Keep in mind though that the tax forms are quite generic to cover every type of business industry.

You may want to add other accounts to your chart of accounts that are different to the tax form.

You can think about utilizing some of the tax form accounts as heading accounts then enter your own extra accounts as sub-accounts to those headings.

This will enable you to better track your expenses and make useful reports for your industry type which will ultimately help you run your business better.

For example, on Line 18 of Schedule C there is “Office Supplies”. In your bookkeeping system, you could have sub-accounts like Stationery, Postage, Printing Supplies:

why is a chart of accounts system important?

Without a Chart of Accounts, it would be impossible to keep the financial transactions of a business organized. 

The common thread throughout the bookkeeping records and reports is the “accounts”.

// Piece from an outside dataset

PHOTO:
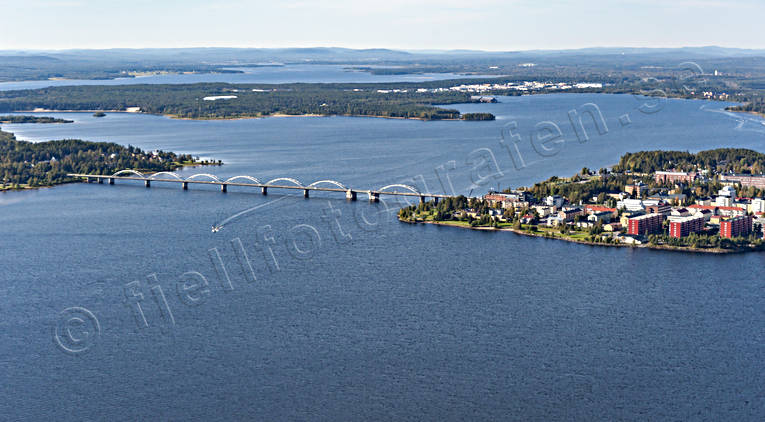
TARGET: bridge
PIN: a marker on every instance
(253, 182)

The general ledger must use the names of the accounts found on the Chart of Accounts.

The individual ledgers of each account go by their name found on the Chart of Accounts.

The reports display all the different account names that come off the Chart of Accounts.

general ledger vs chart of accounts

The Chart of Accounts lists all the accounts found in the General Ledger of the bookkeeping records.

The General Ledger and Chart of Accounts both show a list of the same accounts names | numbers, but there are some important things that a General Ledger is used for that cannot be done with a Chart of Accounts so you can go and read about that.

summary of what is a chart of accounts

Here is an overview of what a chart of accounts is as described on this page:

  • It is a list of accounts used for recording all financial transactions.
  • It contains five groups of accounts: Assets, Liabilities, Equity, Income and Expenses.
  • The chart is flexible and can be adapted to suit the requirements of a business industry such as adding new accounts and grouping accounts under headings.
  • It can be numbered or not.
  • The accounts from the Chart are the common thread through all the bookkeeping records.